L'association a passé en revue les pratiques des constructeurs de véhicules électriques, et en pointe plusieurs qui posent problème. A commencer par la conception et la fabrication des véhicules. Au cœur des préoccupations de HOP : l'indispensable batterie qui représente entre 30 et 40% du coût du véhicule et dont la durée de vie théorique se situerait entre 15 et 20 ans. « Aujourd'hui, la moitié seulement des constructeurs proposent une batterie réparable. Une réparation coûterait 10 fois moins cher que son remplacement et elle aurait un impact sur l'environnement moindre », pointe Flavie Vondersher. Autre pratique dénoncée par l'association : le « giga casting » (initié par Tesla et BYD). En remplaçant par exemple 70 pièces différentes par un bloc composé de deux, fabriqué grâce à des « giga presses », les constructeurs réalisent des économies substantielles. En revanche, « cela rend la réparation de la pièce difficile, voire impossible », explique Flavie Vondersher.
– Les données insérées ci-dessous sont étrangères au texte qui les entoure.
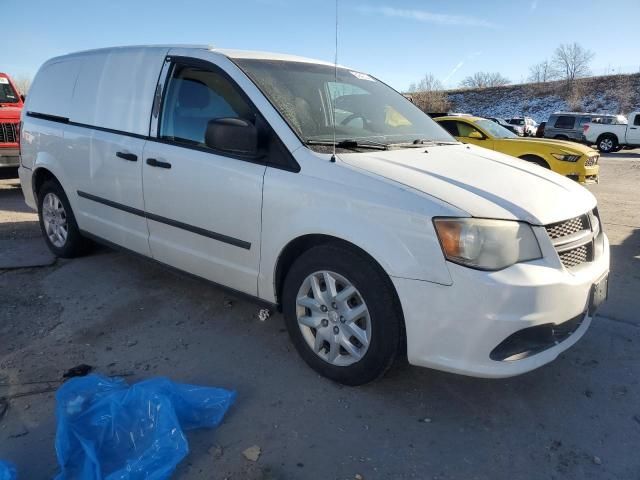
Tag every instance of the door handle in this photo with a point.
(132, 157)
(156, 163)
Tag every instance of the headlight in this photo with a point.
(566, 158)
(486, 244)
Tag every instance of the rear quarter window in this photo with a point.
(565, 121)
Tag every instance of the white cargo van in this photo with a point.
(221, 163)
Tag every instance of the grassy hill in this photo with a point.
(606, 94)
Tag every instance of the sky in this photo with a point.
(398, 41)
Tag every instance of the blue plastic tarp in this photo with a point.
(7, 471)
(108, 430)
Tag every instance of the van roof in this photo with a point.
(230, 53)
(584, 113)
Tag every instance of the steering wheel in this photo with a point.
(352, 117)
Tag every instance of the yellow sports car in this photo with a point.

A la recherche des pièces de remplacement

Au delà des modes de production, l'enquête relève aussi d'autres pratiques potentiellement néfastes. « BYD, MG et Tesla n’ont pas développé de véritable service après-vente effectif pour la réparation », note le rapport. L'argument, selon Tesla ? Ces véhicules seraient tellement fiables qu'ils n'en auraient pas besoin... De facto, l'absence de service réduit les coûts de l'entreprise. Et il n'incite pas à produire des véhicules qui durent puisque l'entreprise ne se trouve pas confrontée à la nécessité de les entretenir, juge HOP. A ce sujet, d'ailleurs, l'association dénonce un vide juridique. Alors que l'Union Européenne impose une disponibilité des pièces détachées pour les smartphone de sept ans, rien ne semble être prévu en ce qui concerne les véhicules électriques. « Il n'existe pas d'obligations légales de mise à dispositif des pièces de remplacement. Certains acteurs ont des bonnes pratiques en les mettant à disposition 10 ans, ce qui reste insuffisant par rapport à la durée de vie d'un véhicule », précise Flavie Vondersher.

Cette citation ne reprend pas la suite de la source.